A short life of the author
Patrick Ness (born 1971) is one of the most critically acclaimed writers of young adult fiction in the twenty-first century, and one of the few YA authors whose work is taken seriously by adult literary critics without qualification. He is the only author to have won the Carnegie Medal in consecutive years, and A Monster Calls (2011) — completed from an idea by the late Siobhan Dowd — is among the most emotionally devastating novels published for any audience in the last two decades.
Life and Career
Ness was born in Fort Belvoir, Virginia, and grew up in the American Pacific Northwest before moving to London, where he has lived since 1999. He holds both American and British citizenship.
The Chaos Walking trilogy — The Knife of Never Letting Go (2008), The Ask and the Answer (2009), Monsters of Men (2010) — was his breakthrough. Set on a colonized planet where all living creatures can hear each other’s thoughts (a condition called “the Noise”), the trilogy follows Todd Hewitt, a boy who discovers that everything he has been told about his world is a lie. The series is formally ambitious — the first book’s narration is fractured and misspelled to reflect Todd’s limited education, and each book shifts perspective and raises the moral stakes. Monsters of Men won the Carnegie Medal.

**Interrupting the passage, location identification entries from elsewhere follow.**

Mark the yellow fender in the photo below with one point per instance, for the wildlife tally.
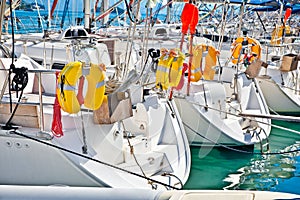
(210, 62)
(67, 87)
(176, 70)
(277, 33)
(237, 47)
(96, 88)
(169, 68)
(162, 72)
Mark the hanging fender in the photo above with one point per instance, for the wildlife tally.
(169, 69)
(69, 101)
(189, 18)
(210, 62)
(237, 48)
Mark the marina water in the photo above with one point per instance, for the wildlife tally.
(221, 168)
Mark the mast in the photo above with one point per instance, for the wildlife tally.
(87, 14)
(105, 7)
(1, 17)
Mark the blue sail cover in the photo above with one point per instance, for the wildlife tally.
(257, 2)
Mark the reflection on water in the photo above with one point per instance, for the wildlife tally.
(226, 169)
(265, 172)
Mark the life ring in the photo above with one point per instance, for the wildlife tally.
(68, 99)
(236, 48)
(210, 62)
(169, 68)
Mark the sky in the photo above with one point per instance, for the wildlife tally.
(77, 5)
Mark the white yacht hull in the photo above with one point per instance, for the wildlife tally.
(280, 90)
(221, 123)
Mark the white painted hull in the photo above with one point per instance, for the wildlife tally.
(159, 151)
(281, 98)
(63, 193)
(221, 124)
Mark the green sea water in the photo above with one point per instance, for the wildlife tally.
(221, 168)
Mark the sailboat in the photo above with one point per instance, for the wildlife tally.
(215, 102)
(58, 127)
(280, 80)
(148, 144)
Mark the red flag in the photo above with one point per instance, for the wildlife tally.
(189, 18)
(288, 13)
(56, 122)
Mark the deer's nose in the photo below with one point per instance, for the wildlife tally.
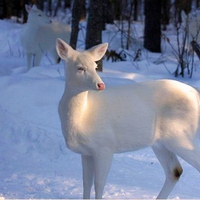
(101, 86)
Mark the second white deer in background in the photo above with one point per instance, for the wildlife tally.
(38, 36)
(98, 122)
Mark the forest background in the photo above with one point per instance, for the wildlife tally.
(155, 14)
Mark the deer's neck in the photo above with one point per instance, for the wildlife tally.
(32, 28)
(73, 107)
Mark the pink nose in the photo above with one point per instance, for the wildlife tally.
(101, 86)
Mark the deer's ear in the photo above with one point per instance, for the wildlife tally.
(63, 49)
(28, 8)
(98, 51)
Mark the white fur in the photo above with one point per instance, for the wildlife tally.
(98, 123)
(38, 36)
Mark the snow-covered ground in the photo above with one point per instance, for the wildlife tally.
(34, 162)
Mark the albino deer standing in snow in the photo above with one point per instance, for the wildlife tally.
(38, 36)
(98, 122)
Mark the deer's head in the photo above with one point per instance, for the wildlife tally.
(81, 71)
(36, 16)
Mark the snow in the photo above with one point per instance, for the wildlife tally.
(34, 161)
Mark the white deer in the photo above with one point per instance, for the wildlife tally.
(38, 36)
(98, 123)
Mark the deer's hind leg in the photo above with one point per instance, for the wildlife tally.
(171, 166)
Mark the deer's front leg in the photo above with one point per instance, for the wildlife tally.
(88, 175)
(102, 163)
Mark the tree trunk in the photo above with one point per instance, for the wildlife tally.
(152, 31)
(94, 26)
(2, 9)
(78, 11)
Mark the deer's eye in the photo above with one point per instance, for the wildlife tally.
(81, 69)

A Monster Calls (2011) was conceived by Siobhan Dowd, a children’s author who died of cancer before she could write it. Ness completed the novel from her original idea: a thirteen-year-old boy whose mother is dying of cancer is visited by a yew tree monster who tells him stories. The book is about grief, denial, and the terrible truths that children know but cannot say. Illustrated by Jim Kay, it won the Carnegie Medal and the Kate Greenaway Medal simultaneously — the first book ever to win both.

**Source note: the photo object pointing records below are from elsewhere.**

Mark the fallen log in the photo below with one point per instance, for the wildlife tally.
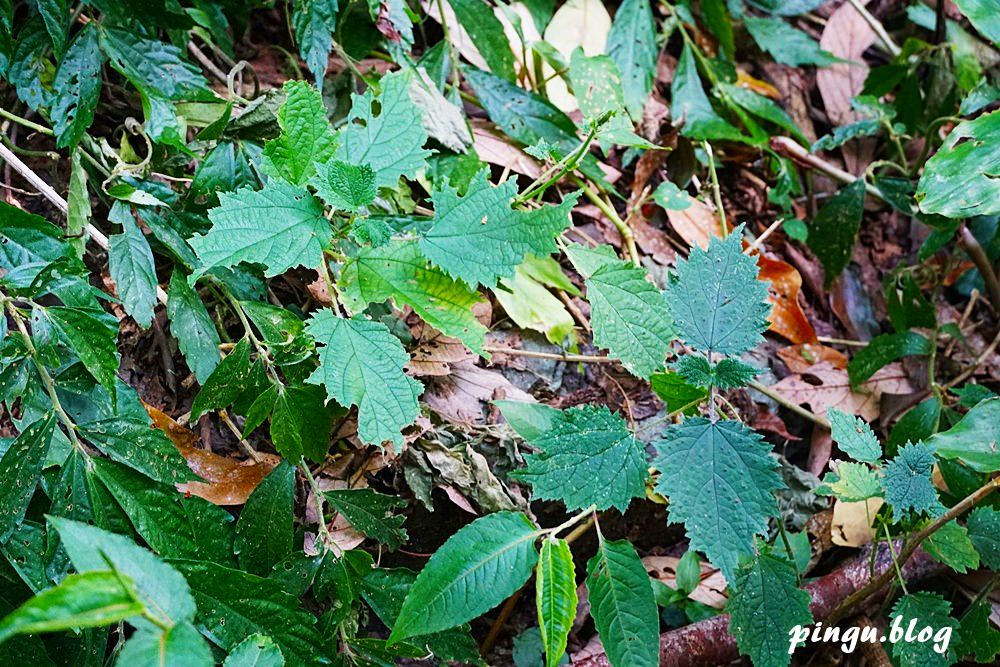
(708, 643)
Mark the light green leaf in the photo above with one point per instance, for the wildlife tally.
(854, 436)
(20, 468)
(476, 569)
(717, 302)
(193, 328)
(87, 600)
(361, 363)
(587, 457)
(555, 597)
(623, 607)
(960, 181)
(306, 136)
(399, 271)
(390, 140)
(280, 227)
(370, 513)
(766, 603)
(721, 470)
(479, 238)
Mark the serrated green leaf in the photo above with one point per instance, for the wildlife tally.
(632, 46)
(130, 261)
(479, 238)
(972, 439)
(983, 526)
(173, 525)
(265, 531)
(555, 597)
(77, 87)
(476, 569)
(361, 363)
(717, 302)
(306, 136)
(588, 457)
(20, 468)
(959, 181)
(87, 600)
(371, 514)
(854, 436)
(928, 610)
(384, 131)
(193, 328)
(161, 589)
(280, 227)
(399, 271)
(835, 227)
(950, 544)
(721, 470)
(622, 604)
(765, 605)
(906, 480)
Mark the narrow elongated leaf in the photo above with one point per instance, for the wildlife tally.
(361, 364)
(721, 470)
(20, 468)
(265, 531)
(623, 607)
(555, 597)
(475, 570)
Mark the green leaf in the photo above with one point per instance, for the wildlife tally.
(925, 610)
(852, 482)
(280, 227)
(346, 187)
(721, 470)
(92, 338)
(907, 481)
(632, 46)
(789, 46)
(690, 105)
(487, 34)
(76, 87)
(314, 22)
(587, 457)
(171, 523)
(622, 604)
(718, 303)
(370, 513)
(255, 651)
(385, 132)
(960, 180)
(854, 436)
(306, 136)
(130, 261)
(479, 238)
(883, 350)
(984, 532)
(833, 230)
(140, 447)
(233, 605)
(265, 532)
(193, 328)
(87, 600)
(971, 439)
(766, 603)
(950, 544)
(400, 271)
(20, 468)
(476, 569)
(555, 597)
(161, 589)
(361, 363)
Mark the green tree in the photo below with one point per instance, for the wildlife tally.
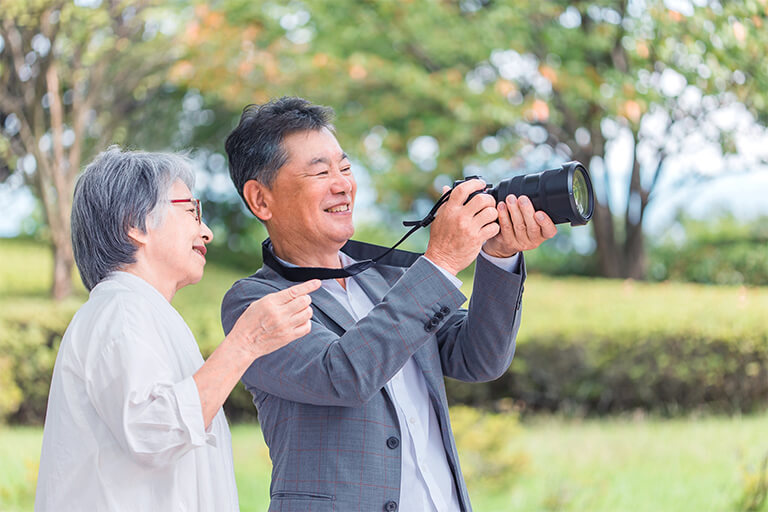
(73, 76)
(427, 91)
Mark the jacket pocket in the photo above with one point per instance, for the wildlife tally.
(296, 501)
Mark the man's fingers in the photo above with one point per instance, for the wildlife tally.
(504, 223)
(531, 226)
(517, 217)
(462, 191)
(548, 228)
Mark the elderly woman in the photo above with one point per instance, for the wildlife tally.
(134, 417)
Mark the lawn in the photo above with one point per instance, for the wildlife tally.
(609, 465)
(629, 463)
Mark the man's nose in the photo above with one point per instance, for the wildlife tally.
(342, 183)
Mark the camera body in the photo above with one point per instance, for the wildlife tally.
(565, 194)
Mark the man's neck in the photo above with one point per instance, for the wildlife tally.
(307, 257)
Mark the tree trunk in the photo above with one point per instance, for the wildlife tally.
(607, 249)
(63, 261)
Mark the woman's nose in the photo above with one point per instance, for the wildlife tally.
(206, 233)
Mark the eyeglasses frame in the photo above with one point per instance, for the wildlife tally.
(198, 207)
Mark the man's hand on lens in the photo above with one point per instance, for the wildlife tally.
(460, 230)
(522, 229)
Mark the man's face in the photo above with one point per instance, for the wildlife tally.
(311, 200)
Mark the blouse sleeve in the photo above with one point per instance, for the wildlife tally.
(156, 417)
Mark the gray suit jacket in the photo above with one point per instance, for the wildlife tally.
(330, 425)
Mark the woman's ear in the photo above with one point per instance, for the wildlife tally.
(258, 197)
(137, 236)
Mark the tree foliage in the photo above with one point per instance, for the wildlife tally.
(428, 91)
(72, 77)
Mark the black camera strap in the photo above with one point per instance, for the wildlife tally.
(364, 253)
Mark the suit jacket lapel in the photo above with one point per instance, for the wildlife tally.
(321, 299)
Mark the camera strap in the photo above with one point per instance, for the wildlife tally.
(363, 252)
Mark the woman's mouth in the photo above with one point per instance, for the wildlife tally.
(338, 209)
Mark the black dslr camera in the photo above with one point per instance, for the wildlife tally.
(565, 194)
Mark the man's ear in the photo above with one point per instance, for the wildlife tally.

Subsequent novels — More Than This (2013), The Rest of Us Just Live Here (2015), Release (2017), Burn (2020) — have maintained his reputation for genre experimentation and emotional honesty. The Rest of Us Just Live Here is a particularly clever inversion: it follows the ordinary teenagers in a town where supernatural events are happening to other kids — the “chosen ones” whose story runs in chapter headings.
Key Works
- The Knife of Never Letting Go (2008)
- A Monster Calls (2011)
- More Than This (2013)
Collecting Ness
The Knife of Never Letting Go first edition (Walker Books UK, 2008) is the key collectible — $75–$250 signed. A Monster Calls first edition (Walker Books, 2011) signed brings $75–$200; the illustrated edition with Jim Kay’s art is the primary collected form. Ness signs at events and festivals. Walker Books (UK) first editions are generally the true firsts; Candlewick (US) editions follow. Dual Carnegie/Greenaway winners are bibliographic landmarks.